Google Maps is a standard part of the Android package and we've covered it many times before. It offers voice-guided navigation in certain countries and falls back to a list of instructions elsewhere. You can plan routes, search for nearby POI and go into the always cool Street View.
The latest version uses vector maps, which are very data efficient and easy to cache. The app will reroute you if you get off course, even without a data connection.
3D buildings are shown for some of the bigger cities and you can use two-finger camera tilt and rotate to get a better view of the area.

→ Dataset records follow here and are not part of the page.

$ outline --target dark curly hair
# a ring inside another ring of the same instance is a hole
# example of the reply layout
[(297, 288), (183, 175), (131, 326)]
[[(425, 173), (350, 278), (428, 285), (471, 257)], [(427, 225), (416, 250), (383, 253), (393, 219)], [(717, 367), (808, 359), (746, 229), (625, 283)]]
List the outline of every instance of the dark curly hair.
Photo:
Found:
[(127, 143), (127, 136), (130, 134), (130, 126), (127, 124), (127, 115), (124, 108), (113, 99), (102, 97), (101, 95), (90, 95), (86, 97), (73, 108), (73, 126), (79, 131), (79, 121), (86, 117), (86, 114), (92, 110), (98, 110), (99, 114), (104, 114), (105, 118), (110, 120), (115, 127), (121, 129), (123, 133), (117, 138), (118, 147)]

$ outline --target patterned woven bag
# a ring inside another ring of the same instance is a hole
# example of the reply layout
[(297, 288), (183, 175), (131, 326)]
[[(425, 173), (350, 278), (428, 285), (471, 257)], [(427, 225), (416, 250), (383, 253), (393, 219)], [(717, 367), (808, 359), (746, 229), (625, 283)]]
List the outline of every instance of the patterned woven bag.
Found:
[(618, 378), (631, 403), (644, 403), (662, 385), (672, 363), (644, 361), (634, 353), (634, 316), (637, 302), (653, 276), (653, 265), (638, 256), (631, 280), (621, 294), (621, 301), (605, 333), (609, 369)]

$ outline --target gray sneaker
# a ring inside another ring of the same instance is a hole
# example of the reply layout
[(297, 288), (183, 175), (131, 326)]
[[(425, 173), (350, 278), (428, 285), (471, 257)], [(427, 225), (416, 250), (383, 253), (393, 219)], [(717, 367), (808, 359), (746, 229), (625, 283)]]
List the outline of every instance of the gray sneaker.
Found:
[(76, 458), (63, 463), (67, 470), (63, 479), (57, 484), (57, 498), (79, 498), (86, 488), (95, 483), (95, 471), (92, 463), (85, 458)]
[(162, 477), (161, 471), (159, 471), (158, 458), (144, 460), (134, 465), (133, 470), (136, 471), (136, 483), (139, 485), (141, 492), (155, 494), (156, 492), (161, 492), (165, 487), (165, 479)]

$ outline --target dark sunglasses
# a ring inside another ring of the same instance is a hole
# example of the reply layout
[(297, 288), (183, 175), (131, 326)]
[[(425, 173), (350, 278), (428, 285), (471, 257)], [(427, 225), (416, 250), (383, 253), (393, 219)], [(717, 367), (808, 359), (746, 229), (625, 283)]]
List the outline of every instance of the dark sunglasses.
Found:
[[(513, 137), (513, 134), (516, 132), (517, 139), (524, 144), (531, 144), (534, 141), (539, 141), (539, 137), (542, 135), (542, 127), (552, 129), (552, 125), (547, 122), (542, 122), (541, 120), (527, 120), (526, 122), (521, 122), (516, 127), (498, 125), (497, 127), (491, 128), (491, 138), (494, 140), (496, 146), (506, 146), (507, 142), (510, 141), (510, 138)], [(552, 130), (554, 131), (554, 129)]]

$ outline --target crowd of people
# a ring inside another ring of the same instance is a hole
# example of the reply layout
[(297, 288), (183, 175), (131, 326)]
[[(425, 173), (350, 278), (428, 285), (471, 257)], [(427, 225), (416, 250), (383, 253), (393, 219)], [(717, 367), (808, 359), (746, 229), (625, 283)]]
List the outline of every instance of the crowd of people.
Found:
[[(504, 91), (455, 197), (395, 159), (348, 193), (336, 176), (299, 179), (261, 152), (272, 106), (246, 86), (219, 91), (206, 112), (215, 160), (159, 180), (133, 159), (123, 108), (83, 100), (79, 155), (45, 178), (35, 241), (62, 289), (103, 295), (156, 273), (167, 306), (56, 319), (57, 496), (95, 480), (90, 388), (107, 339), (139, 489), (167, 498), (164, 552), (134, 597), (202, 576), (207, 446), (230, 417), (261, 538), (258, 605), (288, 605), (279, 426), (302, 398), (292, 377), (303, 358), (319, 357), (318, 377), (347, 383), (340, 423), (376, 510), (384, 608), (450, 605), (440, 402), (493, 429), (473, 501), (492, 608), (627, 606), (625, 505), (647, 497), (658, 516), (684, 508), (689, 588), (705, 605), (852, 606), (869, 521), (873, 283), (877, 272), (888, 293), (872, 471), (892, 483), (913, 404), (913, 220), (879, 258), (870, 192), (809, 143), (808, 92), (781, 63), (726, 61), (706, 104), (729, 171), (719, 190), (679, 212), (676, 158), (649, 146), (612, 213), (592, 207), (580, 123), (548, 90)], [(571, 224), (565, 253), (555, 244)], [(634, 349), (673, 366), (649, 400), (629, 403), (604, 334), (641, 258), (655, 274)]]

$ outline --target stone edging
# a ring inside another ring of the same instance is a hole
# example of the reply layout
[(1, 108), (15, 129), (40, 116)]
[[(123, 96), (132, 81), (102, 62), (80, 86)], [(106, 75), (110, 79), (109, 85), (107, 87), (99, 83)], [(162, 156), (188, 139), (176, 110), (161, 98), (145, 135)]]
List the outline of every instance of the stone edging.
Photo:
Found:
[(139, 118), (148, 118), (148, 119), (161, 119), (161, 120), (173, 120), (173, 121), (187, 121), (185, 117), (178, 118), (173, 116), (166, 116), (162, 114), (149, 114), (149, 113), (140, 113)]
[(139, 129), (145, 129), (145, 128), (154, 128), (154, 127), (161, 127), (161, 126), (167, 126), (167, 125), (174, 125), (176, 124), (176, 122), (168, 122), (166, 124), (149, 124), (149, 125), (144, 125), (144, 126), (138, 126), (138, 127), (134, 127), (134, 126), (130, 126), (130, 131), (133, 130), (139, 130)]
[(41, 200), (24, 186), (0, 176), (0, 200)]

Our Xperia S came with Wisepilot pre-installed with full navigation license (a worldwide license valid for 30 days), including voice prompts. The app offers info on weather, traffic, speed cameras and speed alerts.
Wisepilot uses online maps by default, so you'll need a data connection - but it works even in countries where Google Maps Drive doesn't. You can purchase offline maps if you like - a 2-year license for the whole of Europe is €5 and North America is $5.

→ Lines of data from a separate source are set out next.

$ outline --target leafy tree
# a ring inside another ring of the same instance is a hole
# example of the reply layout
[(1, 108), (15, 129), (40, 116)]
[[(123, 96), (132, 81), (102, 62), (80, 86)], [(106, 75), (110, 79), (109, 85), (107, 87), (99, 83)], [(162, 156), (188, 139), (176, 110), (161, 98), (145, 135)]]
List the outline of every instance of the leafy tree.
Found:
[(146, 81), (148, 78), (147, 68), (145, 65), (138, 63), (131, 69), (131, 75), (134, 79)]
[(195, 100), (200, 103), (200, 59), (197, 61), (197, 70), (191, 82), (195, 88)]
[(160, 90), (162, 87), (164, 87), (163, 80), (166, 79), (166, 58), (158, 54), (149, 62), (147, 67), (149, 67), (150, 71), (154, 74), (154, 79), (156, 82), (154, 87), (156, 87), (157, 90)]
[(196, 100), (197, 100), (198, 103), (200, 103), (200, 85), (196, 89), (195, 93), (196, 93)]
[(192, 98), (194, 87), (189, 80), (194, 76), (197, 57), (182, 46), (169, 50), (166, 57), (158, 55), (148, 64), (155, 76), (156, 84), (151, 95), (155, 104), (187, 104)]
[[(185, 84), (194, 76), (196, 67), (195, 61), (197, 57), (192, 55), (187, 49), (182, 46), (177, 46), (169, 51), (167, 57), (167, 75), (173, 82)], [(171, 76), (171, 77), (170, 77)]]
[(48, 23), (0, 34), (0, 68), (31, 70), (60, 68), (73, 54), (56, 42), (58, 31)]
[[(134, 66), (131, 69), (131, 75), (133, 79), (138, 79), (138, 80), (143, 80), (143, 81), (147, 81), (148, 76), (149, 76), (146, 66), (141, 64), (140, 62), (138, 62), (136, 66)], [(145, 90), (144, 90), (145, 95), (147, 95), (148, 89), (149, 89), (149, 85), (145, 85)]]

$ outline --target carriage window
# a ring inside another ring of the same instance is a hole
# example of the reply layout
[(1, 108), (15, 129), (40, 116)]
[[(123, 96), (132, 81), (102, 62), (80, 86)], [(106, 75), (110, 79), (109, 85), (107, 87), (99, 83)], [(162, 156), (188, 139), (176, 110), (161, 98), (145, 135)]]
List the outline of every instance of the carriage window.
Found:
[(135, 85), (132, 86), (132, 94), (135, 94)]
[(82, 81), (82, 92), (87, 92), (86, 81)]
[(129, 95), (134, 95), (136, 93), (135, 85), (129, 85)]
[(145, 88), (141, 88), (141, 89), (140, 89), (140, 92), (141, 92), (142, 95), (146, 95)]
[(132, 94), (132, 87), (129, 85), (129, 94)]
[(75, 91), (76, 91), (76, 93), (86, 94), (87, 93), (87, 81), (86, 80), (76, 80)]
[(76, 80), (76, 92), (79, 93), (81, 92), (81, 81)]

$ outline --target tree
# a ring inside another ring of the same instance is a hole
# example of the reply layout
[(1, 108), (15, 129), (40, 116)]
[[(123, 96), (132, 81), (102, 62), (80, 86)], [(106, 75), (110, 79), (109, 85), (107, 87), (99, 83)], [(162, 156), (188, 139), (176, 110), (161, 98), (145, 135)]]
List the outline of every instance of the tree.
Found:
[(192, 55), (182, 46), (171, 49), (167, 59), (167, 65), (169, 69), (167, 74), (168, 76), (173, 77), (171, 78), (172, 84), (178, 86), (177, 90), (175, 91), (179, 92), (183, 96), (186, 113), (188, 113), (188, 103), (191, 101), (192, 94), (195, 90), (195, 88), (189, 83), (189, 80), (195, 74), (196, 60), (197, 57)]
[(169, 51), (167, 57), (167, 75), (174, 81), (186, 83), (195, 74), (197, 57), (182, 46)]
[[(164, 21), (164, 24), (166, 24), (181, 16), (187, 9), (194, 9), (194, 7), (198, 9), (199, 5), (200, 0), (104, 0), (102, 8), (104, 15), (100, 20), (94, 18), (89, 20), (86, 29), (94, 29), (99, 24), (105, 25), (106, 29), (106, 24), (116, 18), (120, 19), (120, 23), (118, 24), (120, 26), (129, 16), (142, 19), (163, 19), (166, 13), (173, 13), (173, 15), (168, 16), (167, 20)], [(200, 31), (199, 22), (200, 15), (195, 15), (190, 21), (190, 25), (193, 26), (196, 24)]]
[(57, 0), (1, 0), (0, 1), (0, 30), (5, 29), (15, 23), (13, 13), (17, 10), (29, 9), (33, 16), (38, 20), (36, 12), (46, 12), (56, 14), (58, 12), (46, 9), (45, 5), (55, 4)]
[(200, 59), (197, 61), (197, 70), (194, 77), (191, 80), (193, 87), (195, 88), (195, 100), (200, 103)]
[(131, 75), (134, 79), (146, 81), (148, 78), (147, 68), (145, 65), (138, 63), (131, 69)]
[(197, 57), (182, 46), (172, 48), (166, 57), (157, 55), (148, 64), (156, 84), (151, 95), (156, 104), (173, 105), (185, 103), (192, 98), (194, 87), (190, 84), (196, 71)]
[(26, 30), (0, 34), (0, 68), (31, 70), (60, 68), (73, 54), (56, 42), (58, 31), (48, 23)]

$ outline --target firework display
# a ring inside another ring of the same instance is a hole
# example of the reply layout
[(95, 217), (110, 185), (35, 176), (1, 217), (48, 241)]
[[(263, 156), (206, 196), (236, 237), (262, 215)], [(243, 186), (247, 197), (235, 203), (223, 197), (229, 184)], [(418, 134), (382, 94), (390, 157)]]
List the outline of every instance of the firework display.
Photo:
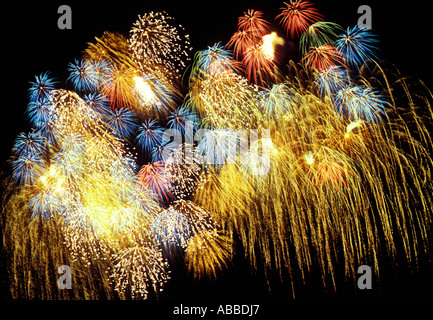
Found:
[[(429, 89), (309, 1), (265, 17), (192, 54), (188, 30), (145, 12), (87, 43), (73, 90), (35, 77), (2, 182), (13, 298), (159, 298), (179, 266), (218, 281), (237, 248), (296, 297), (313, 270), (337, 290), (337, 269), (431, 254)], [(280, 65), (287, 39), (300, 59)], [(37, 272), (64, 264), (71, 290)]]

If you decide to go with the online-only version, the Abroad mode makes sense. It will reduce roaming data usage and maps are cached (so, you if you start off at home or your hotel with the phone hooked up to a Wi-Fi network, you'll save even more).

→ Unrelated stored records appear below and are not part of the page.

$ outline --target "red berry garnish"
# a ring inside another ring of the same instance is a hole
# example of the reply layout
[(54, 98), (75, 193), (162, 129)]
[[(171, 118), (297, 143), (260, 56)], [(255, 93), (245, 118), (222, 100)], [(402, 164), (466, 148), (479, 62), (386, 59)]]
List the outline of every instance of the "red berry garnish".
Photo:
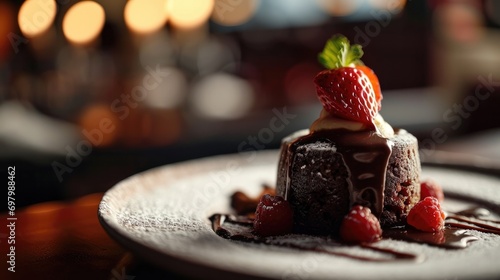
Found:
[(378, 112), (373, 86), (363, 71), (353, 67), (324, 70), (314, 78), (316, 93), (331, 115), (371, 124)]
[(428, 196), (413, 206), (406, 221), (418, 230), (436, 232), (444, 228), (445, 218), (437, 198)]
[(333, 116), (372, 124), (381, 108), (382, 93), (377, 75), (360, 60), (360, 45), (333, 36), (318, 55), (325, 71), (314, 78), (323, 108)]
[(356, 205), (344, 217), (340, 237), (349, 243), (375, 242), (382, 236), (380, 222), (370, 208)]
[(365, 73), (365, 75), (368, 76), (368, 79), (370, 79), (370, 82), (372, 83), (373, 86), (373, 92), (375, 93), (375, 100), (377, 101), (378, 105), (377, 111), (380, 111), (380, 109), (382, 109), (383, 97), (382, 97), (382, 90), (380, 89), (380, 82), (378, 81), (377, 75), (368, 66), (360, 65), (356, 66), (356, 68), (363, 71), (363, 73)]
[(265, 194), (255, 211), (254, 231), (260, 236), (283, 235), (292, 232), (293, 210), (281, 196)]
[(433, 180), (425, 180), (420, 183), (420, 200), (428, 196), (437, 198), (439, 202), (444, 200), (443, 189)]

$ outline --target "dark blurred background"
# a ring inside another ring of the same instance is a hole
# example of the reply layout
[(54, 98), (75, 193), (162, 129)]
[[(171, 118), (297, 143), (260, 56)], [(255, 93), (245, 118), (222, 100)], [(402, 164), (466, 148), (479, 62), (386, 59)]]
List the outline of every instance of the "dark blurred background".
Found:
[(316, 56), (336, 33), (364, 46), (394, 127), (500, 158), (500, 1), (3, 1), (0, 162), (17, 206), (278, 148), (318, 116)]

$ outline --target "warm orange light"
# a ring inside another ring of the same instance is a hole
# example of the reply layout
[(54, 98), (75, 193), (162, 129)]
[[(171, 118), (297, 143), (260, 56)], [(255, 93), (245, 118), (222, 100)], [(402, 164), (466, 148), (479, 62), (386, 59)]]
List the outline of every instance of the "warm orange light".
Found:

We just can't promise you that your Xperia S will also come with the same Wisepilot license, it may be a market-dependent.
Don't confuse the Play Store and PS Store
The Android Market is now called the Play Store, but other than the name, it's the same old app store.
It's organized in a few scrollable tabs - categories, featured, top paid, top free, top grossing, top new paid, top new free and trending. The in-app section is untouched though and it's very informative - a description, latest changes, number of downloads and comments with rating. There is usually a demo video and several screenshots for most apps too.
There are all kinds of apps in the Android market and the most important ones are covered (file managers, navigation apps, document readers etc.).
But the Sony Xperia S is a fully PlayStation Certified device and you can access the PS Store for quality PSX games.
It wasn't preinstalled on our unit, we had to use the "Let's start the PS Store" app to get it - it just opens the browser and points it to the appropriate download page. Just remember to turn on the option to install from unknown sources (a.k.a. not the Play Store).
Anyway, the PS Store offers a list of paid PSX games (17 at the time of writing) and they are all priced £3.99 (€4.76, $6.34). Once you install a game, you can access it from the PS Pocket app - the same app we had on the Xperia PLAY.
It's organized into three tabs - All, Recently played and Recently added. By default, it uses a pink color theme, but that can thankfully be changed quite easily.